The survey revealed that around 116 facilities are now at risk of permanent closure, including 18 leisure centres and eight swimming pools, alongside 80 town and community halls, and 35 libraries. Beyond that, a staggering 930 facilities across all parts of Scotland are not included in current plans for re-opening, largely due to expected income expected to remain below operational costs for some time due to coronavirus restrictions. However, it could be more serious than that as 38% of all trusts state that their whole operation is in danger of going bust in 2020, and 70% are fearful of being unviable by the summer of 2021, which would leave their local authorities with the burden of having to try to bring all facilities and staff back in-house, and find additional funding.

However this unfolds, it will cause significant impact on community clubs who rely on public facilities and schools, and disproportionately affect children, disabled people and deprived communities as many among the 400 facilities planning to open in September and October are re-shaping services to prioritise those who pay memberships, above free and reduced-cost community access, in order to give the trust the chance to stay afloat.

The Scottish trusts currently employ over 16,500 staff, most significantly among 18-34 year olds, and have over 12,000 volunteers supporting a wide range of activities that contributed to a total number of 77m visits last year. Since being formed over the past 20 years, mainly, to run public facilities with their own boards, management staff and strategic visions, most have suffered annual reductions in council investment.

A key benefit to this model was the saving of business rates relief due to their charitable status. This has saved many community facilities from closure and enabled a growth in services. The first major nationwide threat to that model came in 2017 when the Scottish Government proposed to remove rates relief, as recommended by the Barclay Report, but, faced with the prospect of around 60% of Scotland’s public facilities closing, to meet a combined £46m tax bill in 2018, the government backed down and kept the relief in place.
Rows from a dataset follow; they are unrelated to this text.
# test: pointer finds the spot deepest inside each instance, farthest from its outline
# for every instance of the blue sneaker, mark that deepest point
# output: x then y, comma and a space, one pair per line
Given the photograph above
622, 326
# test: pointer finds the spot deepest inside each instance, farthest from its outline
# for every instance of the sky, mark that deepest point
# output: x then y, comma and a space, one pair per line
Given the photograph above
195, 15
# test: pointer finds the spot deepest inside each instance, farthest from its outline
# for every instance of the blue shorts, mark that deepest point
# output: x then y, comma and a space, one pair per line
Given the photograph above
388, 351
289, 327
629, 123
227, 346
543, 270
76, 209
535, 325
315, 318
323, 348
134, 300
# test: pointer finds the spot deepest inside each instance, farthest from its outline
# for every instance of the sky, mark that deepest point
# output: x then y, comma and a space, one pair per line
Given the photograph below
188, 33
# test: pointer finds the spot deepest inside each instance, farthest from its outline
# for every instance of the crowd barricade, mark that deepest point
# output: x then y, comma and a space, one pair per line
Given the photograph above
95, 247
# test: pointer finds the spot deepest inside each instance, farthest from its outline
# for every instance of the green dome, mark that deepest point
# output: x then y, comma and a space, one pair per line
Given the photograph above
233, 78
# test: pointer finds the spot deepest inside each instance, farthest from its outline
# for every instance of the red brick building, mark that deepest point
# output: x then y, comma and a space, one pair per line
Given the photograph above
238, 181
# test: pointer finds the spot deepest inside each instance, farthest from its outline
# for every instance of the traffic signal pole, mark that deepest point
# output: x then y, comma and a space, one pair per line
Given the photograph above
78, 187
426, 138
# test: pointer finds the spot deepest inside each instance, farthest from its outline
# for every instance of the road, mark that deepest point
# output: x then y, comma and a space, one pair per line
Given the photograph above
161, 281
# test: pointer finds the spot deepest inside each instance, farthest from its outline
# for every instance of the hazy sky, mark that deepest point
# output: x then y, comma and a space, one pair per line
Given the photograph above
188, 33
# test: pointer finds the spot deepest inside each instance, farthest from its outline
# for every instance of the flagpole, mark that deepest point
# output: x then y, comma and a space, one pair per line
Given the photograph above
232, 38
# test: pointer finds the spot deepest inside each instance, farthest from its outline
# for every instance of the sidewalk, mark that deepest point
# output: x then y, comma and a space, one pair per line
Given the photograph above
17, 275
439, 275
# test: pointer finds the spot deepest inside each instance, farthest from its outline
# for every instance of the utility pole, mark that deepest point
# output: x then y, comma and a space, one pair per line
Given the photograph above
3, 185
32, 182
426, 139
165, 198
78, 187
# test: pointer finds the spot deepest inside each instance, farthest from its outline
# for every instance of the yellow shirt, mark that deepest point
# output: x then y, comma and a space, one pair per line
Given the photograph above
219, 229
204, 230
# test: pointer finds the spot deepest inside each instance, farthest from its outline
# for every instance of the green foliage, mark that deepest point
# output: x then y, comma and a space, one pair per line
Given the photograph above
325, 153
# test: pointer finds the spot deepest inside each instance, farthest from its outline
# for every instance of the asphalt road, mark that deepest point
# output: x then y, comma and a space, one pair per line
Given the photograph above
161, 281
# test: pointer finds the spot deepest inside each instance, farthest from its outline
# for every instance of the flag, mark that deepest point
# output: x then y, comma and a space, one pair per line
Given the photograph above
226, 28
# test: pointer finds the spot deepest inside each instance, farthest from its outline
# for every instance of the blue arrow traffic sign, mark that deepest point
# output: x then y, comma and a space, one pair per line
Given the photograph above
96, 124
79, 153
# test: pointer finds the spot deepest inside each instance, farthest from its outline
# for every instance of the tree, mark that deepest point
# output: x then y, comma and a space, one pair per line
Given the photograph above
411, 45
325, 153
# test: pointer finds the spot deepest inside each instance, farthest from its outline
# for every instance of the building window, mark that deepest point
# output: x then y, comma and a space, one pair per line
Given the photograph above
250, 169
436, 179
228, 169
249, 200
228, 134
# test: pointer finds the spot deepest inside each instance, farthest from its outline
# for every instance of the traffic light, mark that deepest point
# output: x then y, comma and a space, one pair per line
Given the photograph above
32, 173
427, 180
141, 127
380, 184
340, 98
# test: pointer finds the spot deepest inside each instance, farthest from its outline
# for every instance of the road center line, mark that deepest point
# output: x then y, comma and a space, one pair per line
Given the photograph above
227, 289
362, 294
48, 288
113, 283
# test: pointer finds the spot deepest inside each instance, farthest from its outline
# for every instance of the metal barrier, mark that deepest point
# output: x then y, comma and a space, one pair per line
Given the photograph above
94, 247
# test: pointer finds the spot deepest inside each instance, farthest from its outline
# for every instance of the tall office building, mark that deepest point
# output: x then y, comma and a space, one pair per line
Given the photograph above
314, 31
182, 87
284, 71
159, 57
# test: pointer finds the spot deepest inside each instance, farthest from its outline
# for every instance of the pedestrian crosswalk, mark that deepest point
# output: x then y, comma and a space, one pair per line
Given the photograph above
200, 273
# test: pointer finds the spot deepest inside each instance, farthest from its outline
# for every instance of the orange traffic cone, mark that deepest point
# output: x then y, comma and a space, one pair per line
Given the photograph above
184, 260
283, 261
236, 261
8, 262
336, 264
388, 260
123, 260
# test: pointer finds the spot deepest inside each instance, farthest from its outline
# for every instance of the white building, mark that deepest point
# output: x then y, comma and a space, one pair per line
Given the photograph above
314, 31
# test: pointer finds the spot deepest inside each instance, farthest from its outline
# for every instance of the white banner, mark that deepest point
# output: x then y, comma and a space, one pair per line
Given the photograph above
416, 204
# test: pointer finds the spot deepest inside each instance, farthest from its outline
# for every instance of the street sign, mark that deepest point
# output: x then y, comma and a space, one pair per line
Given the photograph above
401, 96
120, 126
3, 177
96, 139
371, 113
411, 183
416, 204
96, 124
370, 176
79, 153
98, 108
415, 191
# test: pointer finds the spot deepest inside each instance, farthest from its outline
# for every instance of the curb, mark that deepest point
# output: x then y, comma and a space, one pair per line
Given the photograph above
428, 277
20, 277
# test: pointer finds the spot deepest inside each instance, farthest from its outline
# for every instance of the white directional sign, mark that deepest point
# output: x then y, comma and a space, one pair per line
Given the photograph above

However, Glasgow Life warned at the OSS National Sport Summit in November that the current model of delivery of public sport and leisure was “broken and unsustainable”. Facility closures were already looming pre-Covid, notably in deprived communities, as council funding continues to fall and trusts become increasingly reliant further on fitness classes and memberships, catering and donations, to fund the provision. The combined turnover across the trusts is in excess of £435m. Councils once provided most trust income to ensure affordable local access; they now contribute a combined £122m. Community Leisure UK stated that another £120m would be required to enable all Scottish facilities to re-open, even with reduced hours, but some councils are doubtful of even being able to match the current funding level in 2021-22.

The Scottish Government is expected to provide further Covid-19 relief funding to local authorities, but this will not be ring-fenced for sport, leisure and culture.

The impact may hit the most deprived communities greatest, where usage is high but facility income is much lower than in affluent areas, but few are likely to escape with children’s and old people’s clubs, swimming lessons, casual community sport and a wide variety of social and mental health, and social prescribing activity at risk of disappearing altogether.

Mark Tweedie, the chief executive of Community Leisure UK, stated: “The public need to be made fully aware that their cherished public leisure services are at risk because, due to income losses, local authorities will not be capable of financially sustaining them through the Covid-19 crisis without government financial support.

“Public leisure centres are at the heart of communities – they are places where communities connect and they serve all age ranges and abilities, from parents with babies, through to sports clubs, walking groups and gentle exercise classes for the less fit.”